I used to feel stuck.
Not in a dramatic way.
Just this quiet heaviness like I was always doing, but not really becoming.
Then one night, while journaling, I scribbled three words at the top of the page:
Start. Stop. Continue.
I didn’t plan it.
It just came out.
And it turned into one of the simplest ways I check in with myself.
Start: the small things I’ve been avoiding
Not the big goals.
Not the “new year, new me” type stuff.
Just the quiet nudges I keep ignoring.
The little things I say I’ll do someday… but never actually start.
Like:
- drinking water before coffee
- opening the window in the morning
- calling my brother back
They seem small, but starting even one of them makes the day feel different.
Stop: the habits that pull me off track
This one hurts sometimes.
Because it asks me to look honestly at what’s not helping anymore.

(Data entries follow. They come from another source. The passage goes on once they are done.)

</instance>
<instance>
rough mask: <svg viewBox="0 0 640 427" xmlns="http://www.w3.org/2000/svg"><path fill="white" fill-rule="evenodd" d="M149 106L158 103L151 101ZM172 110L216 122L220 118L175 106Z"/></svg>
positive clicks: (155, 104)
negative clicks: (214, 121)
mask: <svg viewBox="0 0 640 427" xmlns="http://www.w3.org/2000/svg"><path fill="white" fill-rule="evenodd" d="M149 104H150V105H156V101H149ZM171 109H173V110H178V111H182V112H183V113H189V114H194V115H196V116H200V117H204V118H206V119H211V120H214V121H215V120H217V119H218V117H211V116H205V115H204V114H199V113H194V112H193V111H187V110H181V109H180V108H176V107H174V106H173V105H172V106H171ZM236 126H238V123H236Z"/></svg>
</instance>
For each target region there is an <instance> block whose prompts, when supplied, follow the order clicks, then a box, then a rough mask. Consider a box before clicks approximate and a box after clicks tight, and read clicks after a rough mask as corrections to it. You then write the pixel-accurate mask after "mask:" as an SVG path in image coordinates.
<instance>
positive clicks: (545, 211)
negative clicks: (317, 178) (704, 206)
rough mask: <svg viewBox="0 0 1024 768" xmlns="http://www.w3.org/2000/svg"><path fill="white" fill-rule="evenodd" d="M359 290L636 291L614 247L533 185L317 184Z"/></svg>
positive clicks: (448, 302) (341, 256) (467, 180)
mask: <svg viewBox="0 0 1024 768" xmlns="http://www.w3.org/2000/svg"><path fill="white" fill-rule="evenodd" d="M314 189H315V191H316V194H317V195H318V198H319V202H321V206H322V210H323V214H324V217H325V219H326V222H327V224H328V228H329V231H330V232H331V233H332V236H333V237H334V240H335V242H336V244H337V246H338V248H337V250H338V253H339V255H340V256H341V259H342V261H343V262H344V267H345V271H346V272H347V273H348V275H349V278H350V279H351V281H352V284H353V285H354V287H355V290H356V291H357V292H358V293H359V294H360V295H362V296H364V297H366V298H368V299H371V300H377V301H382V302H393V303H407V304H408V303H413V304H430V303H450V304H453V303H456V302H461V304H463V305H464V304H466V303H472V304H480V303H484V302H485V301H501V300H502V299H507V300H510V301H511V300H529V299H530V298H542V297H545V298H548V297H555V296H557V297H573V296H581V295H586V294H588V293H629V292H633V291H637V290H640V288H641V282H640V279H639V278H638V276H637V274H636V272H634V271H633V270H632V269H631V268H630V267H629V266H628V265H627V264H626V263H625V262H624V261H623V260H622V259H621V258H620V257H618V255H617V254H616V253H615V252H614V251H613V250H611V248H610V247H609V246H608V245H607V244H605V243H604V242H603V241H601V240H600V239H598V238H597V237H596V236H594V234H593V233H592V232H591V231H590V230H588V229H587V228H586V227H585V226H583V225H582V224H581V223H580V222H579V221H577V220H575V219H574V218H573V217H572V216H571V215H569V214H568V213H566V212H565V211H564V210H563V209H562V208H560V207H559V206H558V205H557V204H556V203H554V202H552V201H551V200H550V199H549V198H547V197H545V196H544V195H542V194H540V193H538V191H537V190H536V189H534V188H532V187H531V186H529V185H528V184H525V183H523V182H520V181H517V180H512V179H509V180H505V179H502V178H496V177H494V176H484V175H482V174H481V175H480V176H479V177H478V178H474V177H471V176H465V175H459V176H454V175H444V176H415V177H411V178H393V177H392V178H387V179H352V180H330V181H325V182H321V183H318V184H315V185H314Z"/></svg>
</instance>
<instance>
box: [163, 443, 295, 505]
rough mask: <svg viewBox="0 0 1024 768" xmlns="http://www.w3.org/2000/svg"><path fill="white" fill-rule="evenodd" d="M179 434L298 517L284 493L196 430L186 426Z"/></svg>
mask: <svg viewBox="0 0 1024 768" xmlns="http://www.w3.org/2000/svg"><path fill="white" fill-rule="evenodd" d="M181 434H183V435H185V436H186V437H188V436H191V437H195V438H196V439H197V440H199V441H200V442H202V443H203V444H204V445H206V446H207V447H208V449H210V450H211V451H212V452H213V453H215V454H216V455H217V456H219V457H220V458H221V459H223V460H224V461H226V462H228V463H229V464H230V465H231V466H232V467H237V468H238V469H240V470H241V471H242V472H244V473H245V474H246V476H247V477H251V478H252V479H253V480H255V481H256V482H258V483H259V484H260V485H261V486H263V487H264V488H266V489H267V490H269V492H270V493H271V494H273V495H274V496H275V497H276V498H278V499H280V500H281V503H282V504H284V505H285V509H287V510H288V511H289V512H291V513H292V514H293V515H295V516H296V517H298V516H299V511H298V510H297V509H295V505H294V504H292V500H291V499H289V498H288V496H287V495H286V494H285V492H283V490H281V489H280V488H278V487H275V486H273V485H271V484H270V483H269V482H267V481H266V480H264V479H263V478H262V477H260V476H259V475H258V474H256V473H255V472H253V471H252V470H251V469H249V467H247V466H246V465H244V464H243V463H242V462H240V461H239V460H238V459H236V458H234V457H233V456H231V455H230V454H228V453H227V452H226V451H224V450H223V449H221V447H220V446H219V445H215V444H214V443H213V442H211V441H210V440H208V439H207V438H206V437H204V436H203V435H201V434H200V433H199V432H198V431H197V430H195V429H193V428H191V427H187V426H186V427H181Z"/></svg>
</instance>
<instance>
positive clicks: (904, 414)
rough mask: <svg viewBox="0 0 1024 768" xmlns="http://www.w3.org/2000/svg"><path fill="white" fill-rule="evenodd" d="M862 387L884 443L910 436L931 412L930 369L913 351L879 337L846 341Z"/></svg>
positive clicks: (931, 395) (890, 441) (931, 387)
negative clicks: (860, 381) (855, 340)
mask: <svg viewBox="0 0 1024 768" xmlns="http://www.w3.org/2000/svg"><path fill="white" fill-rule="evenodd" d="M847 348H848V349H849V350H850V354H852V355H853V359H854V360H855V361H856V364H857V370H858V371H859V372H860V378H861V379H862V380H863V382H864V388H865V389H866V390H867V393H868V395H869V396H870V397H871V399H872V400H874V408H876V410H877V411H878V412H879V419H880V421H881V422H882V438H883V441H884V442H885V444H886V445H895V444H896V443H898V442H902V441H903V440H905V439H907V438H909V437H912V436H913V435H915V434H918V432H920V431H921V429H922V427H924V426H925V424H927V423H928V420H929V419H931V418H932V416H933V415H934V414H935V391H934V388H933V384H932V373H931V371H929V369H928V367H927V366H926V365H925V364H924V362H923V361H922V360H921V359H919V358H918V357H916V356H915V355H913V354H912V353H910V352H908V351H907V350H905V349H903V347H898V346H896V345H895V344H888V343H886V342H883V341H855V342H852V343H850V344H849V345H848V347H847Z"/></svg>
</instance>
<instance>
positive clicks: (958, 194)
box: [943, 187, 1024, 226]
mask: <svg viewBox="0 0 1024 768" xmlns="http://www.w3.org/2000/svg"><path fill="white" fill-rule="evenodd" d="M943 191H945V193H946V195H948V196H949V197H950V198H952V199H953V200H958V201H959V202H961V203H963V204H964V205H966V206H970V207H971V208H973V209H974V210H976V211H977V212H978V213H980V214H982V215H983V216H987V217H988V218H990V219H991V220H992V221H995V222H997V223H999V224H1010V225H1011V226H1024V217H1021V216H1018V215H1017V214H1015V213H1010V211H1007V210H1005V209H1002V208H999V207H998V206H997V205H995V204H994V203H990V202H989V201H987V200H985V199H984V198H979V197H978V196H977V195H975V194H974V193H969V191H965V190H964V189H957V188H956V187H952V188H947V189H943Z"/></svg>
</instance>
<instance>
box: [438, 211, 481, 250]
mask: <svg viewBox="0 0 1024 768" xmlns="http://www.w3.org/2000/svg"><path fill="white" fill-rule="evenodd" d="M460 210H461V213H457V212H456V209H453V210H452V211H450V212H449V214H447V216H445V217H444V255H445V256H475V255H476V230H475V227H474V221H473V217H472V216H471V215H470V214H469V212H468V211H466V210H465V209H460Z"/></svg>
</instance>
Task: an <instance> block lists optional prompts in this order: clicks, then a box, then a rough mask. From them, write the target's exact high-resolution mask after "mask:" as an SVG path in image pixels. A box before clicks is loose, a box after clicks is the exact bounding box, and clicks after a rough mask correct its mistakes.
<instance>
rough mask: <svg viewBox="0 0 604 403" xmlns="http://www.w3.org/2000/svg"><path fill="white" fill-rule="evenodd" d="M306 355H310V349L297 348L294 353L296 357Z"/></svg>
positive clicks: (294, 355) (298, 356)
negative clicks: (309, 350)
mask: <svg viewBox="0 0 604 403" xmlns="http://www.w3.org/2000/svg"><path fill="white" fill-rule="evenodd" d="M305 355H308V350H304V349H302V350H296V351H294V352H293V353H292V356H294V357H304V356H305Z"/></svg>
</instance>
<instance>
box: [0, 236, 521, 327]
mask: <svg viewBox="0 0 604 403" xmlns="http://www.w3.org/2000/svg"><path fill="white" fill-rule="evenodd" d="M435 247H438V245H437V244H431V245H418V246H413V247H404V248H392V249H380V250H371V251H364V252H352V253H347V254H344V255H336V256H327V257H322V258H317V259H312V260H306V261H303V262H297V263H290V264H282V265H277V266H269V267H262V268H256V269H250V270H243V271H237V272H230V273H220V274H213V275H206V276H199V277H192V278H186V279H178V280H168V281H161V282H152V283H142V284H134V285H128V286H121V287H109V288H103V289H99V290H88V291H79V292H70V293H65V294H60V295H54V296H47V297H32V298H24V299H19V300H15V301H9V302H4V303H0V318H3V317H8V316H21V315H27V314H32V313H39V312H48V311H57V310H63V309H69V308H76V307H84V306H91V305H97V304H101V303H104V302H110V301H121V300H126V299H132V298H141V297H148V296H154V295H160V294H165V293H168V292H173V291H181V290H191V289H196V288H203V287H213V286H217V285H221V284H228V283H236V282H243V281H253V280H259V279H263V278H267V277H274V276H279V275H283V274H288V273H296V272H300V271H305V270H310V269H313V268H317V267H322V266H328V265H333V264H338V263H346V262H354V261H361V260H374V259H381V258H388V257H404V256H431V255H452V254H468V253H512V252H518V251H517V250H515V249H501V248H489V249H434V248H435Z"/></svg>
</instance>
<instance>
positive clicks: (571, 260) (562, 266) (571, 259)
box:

Not out of guilt — but out of care.
Last month, I wrote:
Stop staying up late just because the day didn’t feel enough.
That one hit hard.
Because I realized I was punishing myself with exhaustion.
Stopping things takes courage.
But it creates space for better stuff.
Continue: the good I forget to notice
This part always brings me back.
We’re so used to chasing what’s next that we miss what’s already working.
And some things are — even if we don’t give them enough credit.
Like:
- slow breakfasts without screens
- evening walks with no destination
- writing one honest line in my notebook each night
These are the quiet wins.
The things that keep me grounded when life gets loud.
Why I still use this every week
I don’t follow a perfect routine.
Some weeks are messy.
Some weeks, I forget.
But whenever I do this check-in —
even if it's scribbled on a crumpled page —
I feel more like myself again.
It’s not about goals.
It’s about clarity.
One question to end with
What’s one thing you want to start, stop, and continue this week?
Write it down. Say it out loud. Whisper it, even.
But don’t ignore it.
Your future self is already listening.